Die allerschrecklichste und schmerzvollste Erfahrung und damit meine erste Überlebensprüfung, war der Eintritt als 7-Jährige in ein Behindertenheim, 300 km entfernt von Zuhause. Schulintegration damals noch kein Thema, blieb mir nur die klassische Heimkarriere mit integrierter Schule.

Reduziert auf Bett und Nachtkasten. Klogänge und Wascheinheiten reglementiert und die Flüssigkeitszufuhr auf ein Minimum gesetzt, damit man ja nicht zu oft aufs WC gehoben werden musste. Wie war es doch ekelhaft, heimlich aus den feuchten Waschlappen die Nässe herauszusaugen.

Aber Kinder sind kreativ und halten viel aus, wenn es keine Alternative gibt. Als einziges Signal meiner Individualität wurde mir sofort mein geliebter rosa Puppenwagen konfisziert. Namensschilder in die Kleidung und Unterhosen genäht und zur Gleichmachung mussten wir alle Schürzen über dem Privatgewand tragen.

Ich erfand in dieser Zeit Spiele mit mir selbst für die vielen, vielen Stunden, die ich wegen Aufmüpfigkeit (ich weigerte mich, das lieblose Essen aufzuessen) und Ungehorsam in der Ecke stand.

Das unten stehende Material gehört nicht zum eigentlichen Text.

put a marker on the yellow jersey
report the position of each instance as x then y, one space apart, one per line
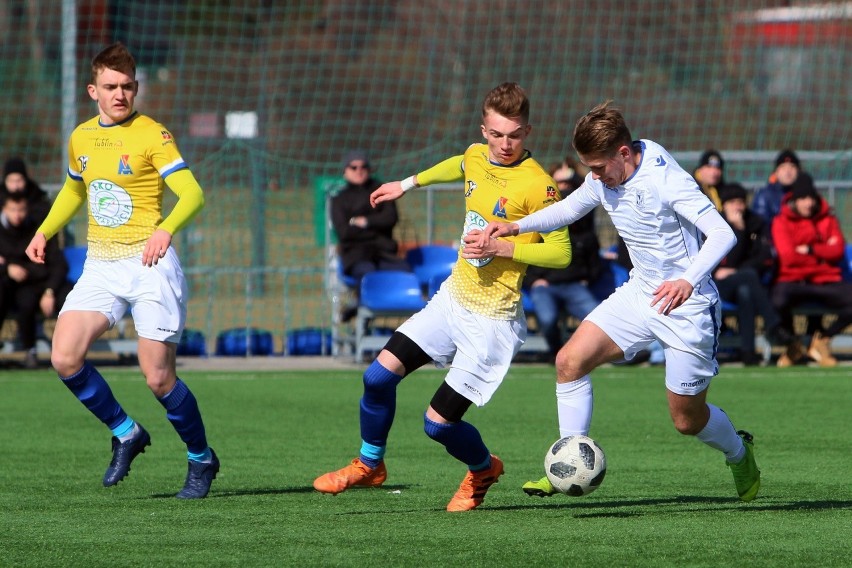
122 168
494 192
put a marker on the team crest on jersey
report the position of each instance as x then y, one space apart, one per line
500 207
124 166
110 204
473 220
471 185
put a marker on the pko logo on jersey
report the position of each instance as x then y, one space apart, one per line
124 166
109 203
500 207
473 220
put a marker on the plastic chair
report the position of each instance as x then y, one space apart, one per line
75 257
384 293
428 260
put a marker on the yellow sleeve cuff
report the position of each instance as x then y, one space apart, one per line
554 252
190 201
443 172
68 201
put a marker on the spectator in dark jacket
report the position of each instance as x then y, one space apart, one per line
17 180
555 292
810 248
28 286
740 275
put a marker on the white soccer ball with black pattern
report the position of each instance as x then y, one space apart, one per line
575 465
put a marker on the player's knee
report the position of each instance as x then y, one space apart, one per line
378 378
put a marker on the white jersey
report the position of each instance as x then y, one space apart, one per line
655 211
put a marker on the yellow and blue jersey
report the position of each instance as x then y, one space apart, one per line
122 168
495 192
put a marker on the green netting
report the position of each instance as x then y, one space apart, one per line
264 97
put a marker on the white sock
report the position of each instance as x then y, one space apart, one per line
721 435
574 402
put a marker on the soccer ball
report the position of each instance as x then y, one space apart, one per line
575 465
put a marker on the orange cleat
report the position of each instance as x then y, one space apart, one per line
474 486
355 474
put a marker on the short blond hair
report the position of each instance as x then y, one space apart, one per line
601 131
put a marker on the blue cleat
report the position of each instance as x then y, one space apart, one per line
123 454
199 477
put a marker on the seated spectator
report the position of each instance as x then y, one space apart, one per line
16 180
741 273
767 200
810 247
710 175
29 287
364 233
555 292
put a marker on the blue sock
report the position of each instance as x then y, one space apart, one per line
462 441
378 406
123 430
182 411
92 390
371 455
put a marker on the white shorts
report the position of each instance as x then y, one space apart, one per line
155 295
689 334
479 350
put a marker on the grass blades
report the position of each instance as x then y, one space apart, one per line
667 500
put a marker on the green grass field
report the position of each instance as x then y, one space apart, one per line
667 500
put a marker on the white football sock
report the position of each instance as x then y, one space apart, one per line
721 435
574 403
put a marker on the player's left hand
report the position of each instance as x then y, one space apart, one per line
671 294
156 247
475 248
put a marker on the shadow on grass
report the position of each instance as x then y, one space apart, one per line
214 494
642 507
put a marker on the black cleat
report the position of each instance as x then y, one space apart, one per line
123 454
199 477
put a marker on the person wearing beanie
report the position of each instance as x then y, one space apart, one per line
17 180
810 246
740 275
710 175
767 200
364 233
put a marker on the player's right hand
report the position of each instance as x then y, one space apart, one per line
35 250
386 192
496 229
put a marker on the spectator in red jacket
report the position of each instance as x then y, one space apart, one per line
810 248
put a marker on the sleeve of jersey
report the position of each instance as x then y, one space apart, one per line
190 200
443 172
554 252
68 201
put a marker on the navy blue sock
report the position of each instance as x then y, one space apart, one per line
182 411
378 407
92 390
462 441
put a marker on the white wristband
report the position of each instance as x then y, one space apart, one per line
408 183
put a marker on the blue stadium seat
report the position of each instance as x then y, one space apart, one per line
76 257
384 293
428 260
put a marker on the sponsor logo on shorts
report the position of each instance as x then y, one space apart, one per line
472 389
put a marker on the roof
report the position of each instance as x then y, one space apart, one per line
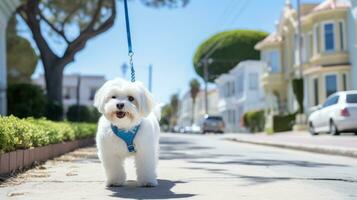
332 4
272 38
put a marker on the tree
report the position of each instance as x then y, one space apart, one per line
194 90
226 50
174 103
166 115
21 57
50 22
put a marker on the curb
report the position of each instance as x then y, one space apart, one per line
314 149
19 159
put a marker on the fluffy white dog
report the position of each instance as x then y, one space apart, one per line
127 108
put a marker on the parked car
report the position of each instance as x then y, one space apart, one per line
338 114
212 124
195 129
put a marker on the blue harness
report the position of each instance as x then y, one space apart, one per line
127 136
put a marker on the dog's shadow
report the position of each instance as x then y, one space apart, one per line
162 191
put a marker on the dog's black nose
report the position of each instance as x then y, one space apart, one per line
120 105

Mein nächtliches Abendgebet lautete: „Lieber Gott, bitte hilf mir, dass ich hier wieder raus komme!“

Drei lange Jahre dauerte es, bis mein Kinderhilferuf sich erfüllte. Damals schwor ich mir selbst, nie mehr wieder so etwas mit mir geschehen zu lassen. Der Weg der Selbstbestimmung begann.

Wie es nach dem Heim weiterging

Zuerst ging es für mich darum, innerlich stark zu werden, viel Selbstbewusstsein und ein Übermaß an Mut zu entwickeln, um den Widrigkeiten und negativen Prognosen zu trotzen. Vor allem Wünsche zu formulieren und Träume zu wagen. Auch die Befreiung von einer mütterlichen Alleinherrschaft über mich und meinen Körper, war ein brennendes Thema und absolut notwendig.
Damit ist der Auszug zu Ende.